Fixed bug with CDATA in markuptester; Error messaging fixes

2010-07-29 15:06:57 -07:00 · 2010-07-29 15:06:57 -07:00 · 6ee9eceb05
--- a/validator/errorbundler.py
+++ b/validator/errorbundler.py
@ -20,8 +20,10 @@ class ErrorBundle(object):
        self.errors = []
        self.warnings = []
        self.infos = []
+        self.message_tree = {}
        
        self.metadata = {}
+        self.cluster = False
        
        self.subpackages = []
        self.package_stack = []
@ -35,7 +37,8 @@ class ErrorBundle(object):
        
    def error(self, err_id, error, description='', filename='', line=0):
        "Stores an error message for the validation process"

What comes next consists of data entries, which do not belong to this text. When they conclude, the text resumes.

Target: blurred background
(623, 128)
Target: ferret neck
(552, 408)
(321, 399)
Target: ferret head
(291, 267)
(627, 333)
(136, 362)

-        self.errors.append({"id": err_id,
+        self._save_message(self.errors,
+                           {"id": err_id,
                            "message": error,
                            "description": description,
                            "file": filename,
@ -44,22 +47,39 @@ class ErrorBundle(object):
        
    def warning(self, err_id, warning, description='', filename='', line=0):
        "Stores a warning message for the validation process"
-        self.warnings.append({"id": err_id,
-                              "message": warning,
-                              "description": description,
-                              "file": filename,
-                              "line": line})
+        self._save_message(self.warnings,
+                           {"id": err_id,
+                            "message": warning,
+                            "description": description,
+                            "file": filename,
+                            "line": line})
        return self

    def info(self, err_id, info, description='', filename='', line=0):
        "Stores an informational message about the validation"
-        self.infos.append({"id": err_id,
-                           "message": info,
-                           "description": description,
-                           "file": filename,
-                           "line": line})
+        self._save_message(self.infos,
+                           {"id": err_id,
+                            "message": info,
+                            "description": description,
+                            "file": filename,
+                            "line": line})
        return self
        
+    def _save_message(self, stack, message):
+        "Stores a message in the appropriate message stack."
+        
+        stack.append(message)
+        
+        tree = self.message_tree
+        last_id = None
+        for eid in message["id"]:
+            if last_id is not None:
+                tree = tree[last_id]
+            if eid not in tree:
+                tree[eid] = {}
+            last_id = eid
+        tree[last_id] = message
+        
    def set_type(self, type_):
        "Stores the type of addon we're scanning"
        self.detected_type = type_
@ -83,7 +103,6 @@ class ErrorBundle(object):
        
        self.resources[name] = resource
        
-    
    def is_nested_package(self):
        "Returns whether the current package is within a PACKAGE_MULTI"
        
@ -96,12 +115,17 @@ class ErrorBundle(object):
                                 "warnings": self.warnings,
                                 "infos": self.infos,
                                 "detected_type": self.detected_type,
-                                 "resources": self.resources})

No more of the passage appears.